Unnamed: 0,product,units,price,order_number,fecha,product_code,price_per_unit
0,Tomate pera,2,0.6,13996475,2023-03-18,69912,0.3
1,Hummus de garbanzos Hacendado con pimiento del...,1,1.45,13996475,2023-03-18,80862,1.45


### Uploading to SQL
With our data loaded into Pandas DataFrames, we can now use SQLAlchemy to upload it to SQL using our previously set up connection.

#### Upload Scraped data
Each dataset is uploaded to its own table in the "mercadona" schema.

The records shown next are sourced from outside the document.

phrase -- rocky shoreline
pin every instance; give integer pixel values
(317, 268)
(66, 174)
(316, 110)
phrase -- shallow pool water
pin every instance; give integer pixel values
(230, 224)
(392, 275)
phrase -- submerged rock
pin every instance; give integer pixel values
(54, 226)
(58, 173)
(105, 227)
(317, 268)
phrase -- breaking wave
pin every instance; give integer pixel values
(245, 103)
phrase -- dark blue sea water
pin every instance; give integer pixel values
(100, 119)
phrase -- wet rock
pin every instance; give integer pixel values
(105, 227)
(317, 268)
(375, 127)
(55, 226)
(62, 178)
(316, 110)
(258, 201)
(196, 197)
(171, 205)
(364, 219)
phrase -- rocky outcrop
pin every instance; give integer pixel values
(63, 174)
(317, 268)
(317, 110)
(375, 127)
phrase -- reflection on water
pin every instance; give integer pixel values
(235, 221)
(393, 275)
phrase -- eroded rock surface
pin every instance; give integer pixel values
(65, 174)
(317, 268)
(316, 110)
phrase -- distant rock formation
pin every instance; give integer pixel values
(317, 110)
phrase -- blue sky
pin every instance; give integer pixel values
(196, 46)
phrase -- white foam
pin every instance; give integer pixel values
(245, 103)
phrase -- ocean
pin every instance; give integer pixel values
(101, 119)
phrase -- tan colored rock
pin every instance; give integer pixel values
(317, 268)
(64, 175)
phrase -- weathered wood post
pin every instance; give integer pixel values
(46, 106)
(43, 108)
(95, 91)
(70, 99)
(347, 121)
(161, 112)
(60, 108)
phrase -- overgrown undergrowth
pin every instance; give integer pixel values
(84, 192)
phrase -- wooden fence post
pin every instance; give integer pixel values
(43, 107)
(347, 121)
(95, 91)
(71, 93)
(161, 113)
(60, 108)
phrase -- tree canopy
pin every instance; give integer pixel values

This table is uploaded to the "scraping" table.

In [15]:
scraping_data.to_sql(name='scraping', con=engine, if_exists='replace', index=False)

5229

#### Upload Order History
Upload the Order History to the "order_history" table in the "mercadona" schema.

In [13]:
order_history.to_sql(name='order_history', con=engine, if_exists='replace', index=False)

861

### Querying the tables
Now that our data is uploaded to our SQL server, we can query the tables to calculate the product price variation:

In [17]:
variations = pd.read_sql_query(
"""
SELECT	oh.product AS product,
		oh.product_code AS product_code,
        s.product_category AS category,
        s.product_subcategory AS subcategory,
        MIN(oh.price_per_unit) AS min,
        MAX(oh.price_per_unit) AS max,
        ROUND(((MAX(oh.price_per_unit)-MIN(oh.price_per_unit))/MIN(oh.price_per_unit))*100,2) AS var
FROM order_history AS oh
JOIN scraping AS s
	ON oh.product_code = s.product_code
WHERE oh.product_code NOT IN(3682, 69912, 3824, 69310, 69320, 69079, 69089, 3132, 69099, 2831, 3858, 3527)
GROUP BY oh.product, oh.product_code, category, subcategory
HAVING var > 0
ORDER BY var DESC
;
"""
, engine)
variations

Unnamed: 0,product,product_code,category,subcategory,min,max,var
0,Acondicionador Repara & Protege Pantene,35615,Cuidado del cabello,Acondicionador y mascarilla,3.0,3.8,26.67
1,Preparado de carne picada vacuno,3454,Carne,Hamburguesas y picadas,6.18,7.45,20.55
2,Café molido natural Hacendado,11178,"Cacao, café e infusiones",Café molido y en grano,2.7,3.2,18.52
3,Café molido natural Hacendado,11172,"Cacao, café e infusiones",Café molido y en grano,2.7,3.2,18.52
4,Muesli Crunchy Hacendado sin azúcares añadidos,9451,Cereales y galletas,Cereales,1.65,1.95,18.18
5,Preparado de carne picada vacuno y cerdo,3453,Carne,Hamburguesas y picadas,5.74,6.7,16.72
6,Pudding +Proteínas caramelo Hacendado 12 g pro...,60956,Postres y yogures,Gelatina y otros postres,1.7,1.95,14.71
7,Champiñón laminado limpio,69519,Fruta y verdura,Verdura,1.5,1.72,14.67
8,Muesli Crunchy Hacendado con frutos secos,9357,Cereales y galletas,Cereales,1.75,2.0,14.29
9,Aceite de oliva virgen extra Hacendado,4718,"Aceite, especias y salsas","Aceite, vinagre y sal",2.15,2.45,13.95


### Exporting variation data
With this newly created table we can export the data to a CSV to visualize it:

In [18]:
variations.to_csv('outputs/variations.csv', sep="~")

Finally, through these 3 Jupyter notebooks we obtained 3 CSV files that Tableau can use to visualize.